Sterling Corporate Market Spreads and Yields

iBoxx GBP Corporates Index data provided by Markit Group Ltd

i) GBP Corporate Bond Index Spreads

The sterling bond market trades (and always has) at a premium to the euro one for several reasons. It is much smaller, it is even more illiquid, it is controlled by a few very large players and the information ratio is much poorer. Issue sizes are smaller too, and the sterling market is a longer duration one (7.5 years versus 5 years). Amid the early 2016 oil/commodity sell-off and the resulting equity weakness and volatility, we could and should have expected the sterling market to underperform (it did, slightly), but the Brexit debate has added a little fuel to that.

After a stellar year for returns in 2016, we look for more normal markets in 2017. We’re actually probably there given that the BoE has now successfully completed its £10bn corporate bond QE some 11-months ahead of schedule.
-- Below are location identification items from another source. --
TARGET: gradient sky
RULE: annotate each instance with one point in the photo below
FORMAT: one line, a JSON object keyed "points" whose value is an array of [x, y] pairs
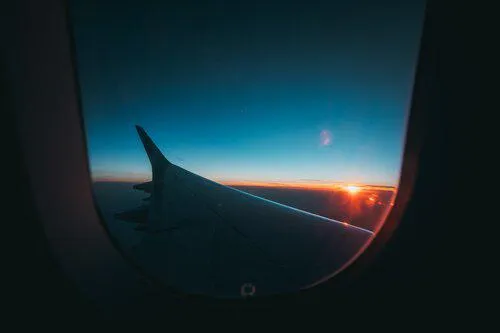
{"points": [[253, 90]]}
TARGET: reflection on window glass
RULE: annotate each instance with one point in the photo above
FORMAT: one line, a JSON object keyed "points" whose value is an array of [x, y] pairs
{"points": [[245, 148]]}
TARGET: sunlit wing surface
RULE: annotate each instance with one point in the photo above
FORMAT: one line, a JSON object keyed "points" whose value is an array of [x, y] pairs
{"points": [[206, 238]]}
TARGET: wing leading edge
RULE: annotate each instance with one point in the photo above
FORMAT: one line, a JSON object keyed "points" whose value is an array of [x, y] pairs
{"points": [[206, 238]]}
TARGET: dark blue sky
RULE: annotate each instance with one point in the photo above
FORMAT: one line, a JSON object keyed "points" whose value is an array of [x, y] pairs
{"points": [[244, 90]]}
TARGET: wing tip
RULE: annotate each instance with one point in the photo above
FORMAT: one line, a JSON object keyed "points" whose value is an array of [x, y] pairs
{"points": [[154, 153]]}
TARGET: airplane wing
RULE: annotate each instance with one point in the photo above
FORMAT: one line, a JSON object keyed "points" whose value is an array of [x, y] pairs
{"points": [[202, 237]]}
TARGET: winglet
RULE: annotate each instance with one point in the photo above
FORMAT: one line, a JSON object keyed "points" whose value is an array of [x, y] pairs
{"points": [[156, 157]]}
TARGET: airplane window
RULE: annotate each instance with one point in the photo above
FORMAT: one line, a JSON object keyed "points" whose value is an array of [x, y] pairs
{"points": [[245, 148]]}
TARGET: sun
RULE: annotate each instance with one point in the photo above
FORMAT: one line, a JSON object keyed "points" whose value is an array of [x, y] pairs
{"points": [[352, 189]]}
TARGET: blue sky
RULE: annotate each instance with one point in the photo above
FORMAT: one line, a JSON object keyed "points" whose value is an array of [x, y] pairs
{"points": [[244, 92]]}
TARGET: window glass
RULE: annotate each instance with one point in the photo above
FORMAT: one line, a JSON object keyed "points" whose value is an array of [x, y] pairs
{"points": [[270, 135]]}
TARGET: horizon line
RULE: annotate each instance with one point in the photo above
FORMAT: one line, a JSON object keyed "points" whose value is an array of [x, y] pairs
{"points": [[316, 184]]}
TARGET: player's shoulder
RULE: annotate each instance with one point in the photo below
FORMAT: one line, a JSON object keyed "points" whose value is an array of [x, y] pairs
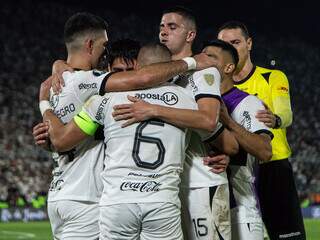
{"points": [[210, 70], [271, 73]]}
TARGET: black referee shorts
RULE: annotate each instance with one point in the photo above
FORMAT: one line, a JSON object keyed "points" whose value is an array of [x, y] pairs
{"points": [[279, 201]]}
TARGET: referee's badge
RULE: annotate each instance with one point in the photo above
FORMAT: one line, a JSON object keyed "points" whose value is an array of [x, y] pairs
{"points": [[209, 78]]}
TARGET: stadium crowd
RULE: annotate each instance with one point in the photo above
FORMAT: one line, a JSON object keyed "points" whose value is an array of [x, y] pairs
{"points": [[29, 46]]}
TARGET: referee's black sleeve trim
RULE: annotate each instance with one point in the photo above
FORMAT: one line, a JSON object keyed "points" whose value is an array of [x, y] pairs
{"points": [[266, 132], [197, 97], [102, 89], [215, 135]]}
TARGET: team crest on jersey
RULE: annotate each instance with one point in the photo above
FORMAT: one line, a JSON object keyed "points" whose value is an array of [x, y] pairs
{"points": [[168, 98], [54, 100], [209, 78]]}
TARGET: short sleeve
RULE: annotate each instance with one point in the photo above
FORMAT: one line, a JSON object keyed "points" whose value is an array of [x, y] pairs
{"points": [[88, 83], [206, 83]]}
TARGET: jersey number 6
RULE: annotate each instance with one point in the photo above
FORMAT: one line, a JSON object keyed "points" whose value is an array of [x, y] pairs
{"points": [[152, 140]]}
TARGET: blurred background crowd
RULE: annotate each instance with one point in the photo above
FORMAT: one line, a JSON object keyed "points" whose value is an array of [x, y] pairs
{"points": [[32, 38]]}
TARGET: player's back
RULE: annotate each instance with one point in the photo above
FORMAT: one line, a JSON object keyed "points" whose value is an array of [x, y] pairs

Spreads have remained relatively stable through periods of volatility impacting more so equities and Gilts. The Gilt market sell-off in September ate into returns which to the end of August had sat at 4.9% for the corporate bond index. Those returns have now fallen to 3.4% in the year to end November (FTSE +2.6% in the same period), as Gilts yields edged higher while spreads moved 6bp wider.